Она могла сказать убийце. Тот тип, тот мерзавец, сознавшийся в убийстве судомойки, каким-то образом выманил Грейс из дому, и она рассказала ему о шляпке. Почему – скорее всего, уже не узнать. Потом он убил бедняжку, украл шляпку и напялил ей на голову. Как он добрался до шляпки, отчего Грейс Морланд с ним разоткровенничалась – это пускай полицейские выясняют. Главное – в ужасах прошедшей ночи виновен сознавшийся убийца, а им ничего не грозит. Леди Харт, и Фрэнсис, и Венис, и Генри, и Джеймсу ничего не грозит. И Пайпе тоже, конечно… Только кому есть дело до Пайпы Ле Мэй? Пенрок откинулся на спинку стула. От облегчения у него закружилась голова.
После чашки крепкого черного кофе Пайпа протрезвела, но нисколько не устыдилась и продолжала болтать, причем исключительно о себе. У Пенрока разболелась голова. Леди Харт сидела молча, с отсутствующим выражением – очевидно, ей Пайпа тоже действовала на нервы.
В конце концов Пенрок не выдержал:
– Кажется, снегопад усиливается. Мисс Ле Мэй, я вас, конечно, не гоню, но если дорогу совсем завалит, вы здесь застрянете.
– Да я совсем не против! – рассмеялась Пайпа.
– Э-э… Мы вас, конечно, устроили бы на ночь, но моя горничная сейчас у вас дома, с Тротти, а ей нужно сегодня вернуться.

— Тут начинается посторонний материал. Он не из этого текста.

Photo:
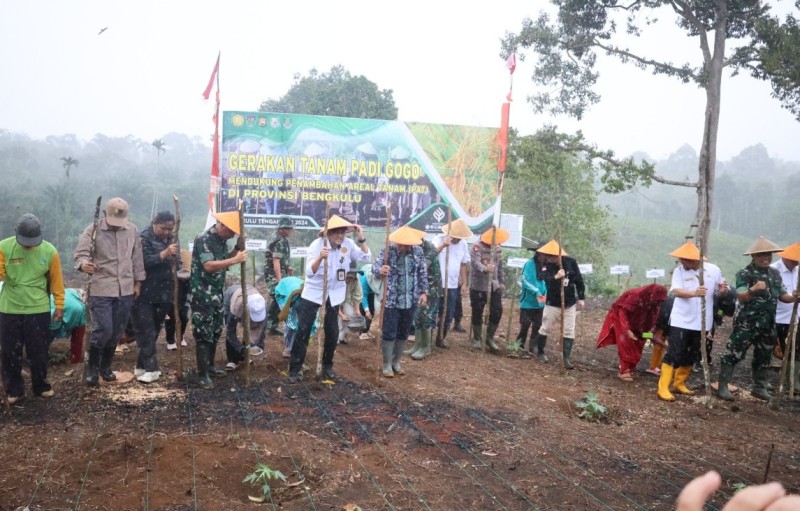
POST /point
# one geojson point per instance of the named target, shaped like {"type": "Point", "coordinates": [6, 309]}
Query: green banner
{"type": "Point", "coordinates": [293, 165]}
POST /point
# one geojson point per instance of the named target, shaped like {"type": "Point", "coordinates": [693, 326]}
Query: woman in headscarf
{"type": "Point", "coordinates": [633, 314]}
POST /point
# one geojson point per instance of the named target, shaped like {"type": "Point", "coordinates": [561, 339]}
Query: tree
{"type": "Point", "coordinates": [566, 50]}
{"type": "Point", "coordinates": [335, 93]}
{"type": "Point", "coordinates": [68, 162]}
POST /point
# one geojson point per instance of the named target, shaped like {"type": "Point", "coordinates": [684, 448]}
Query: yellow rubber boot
{"type": "Point", "coordinates": [681, 375]}
{"type": "Point", "coordinates": [664, 381]}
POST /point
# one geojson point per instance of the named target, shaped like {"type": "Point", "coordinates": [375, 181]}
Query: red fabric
{"type": "Point", "coordinates": [636, 310]}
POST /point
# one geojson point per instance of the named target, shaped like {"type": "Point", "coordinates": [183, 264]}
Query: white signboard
{"type": "Point", "coordinates": [516, 262]}
{"type": "Point", "coordinates": [298, 252]}
{"type": "Point", "coordinates": [257, 245]}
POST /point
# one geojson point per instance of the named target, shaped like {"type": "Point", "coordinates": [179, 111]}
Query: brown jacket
{"type": "Point", "coordinates": [118, 256]}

Пайпа не могла притвориться, будто не понимает такого толстого намека. Она обмотала голову шарфом и завернулась в роскошную шубку из оцелота, которая на ней почему-то выглядела облезлой дешевкой.
– Ладно, я пошла! Кто меня проводит?
– Я, разумеется, – ответил Пенрок, снимая свое пальто с вешалки.
– Помните, что случилось, когда вы в прошлый раз провожали девушку до дома? – жизнерадостно выпалила Пайпа.
Взглянув на их лица, она все-таки усовестилась:
– Ох, простите! Это я некстати ляпнула. Нет, правда, не надо меня провожать. Ничего со мной не сделается. Идти-то два шага, и снежных заносов пока еще не намело.
– Конечно, я пойду, – брюзгливо отозвался Пенрок.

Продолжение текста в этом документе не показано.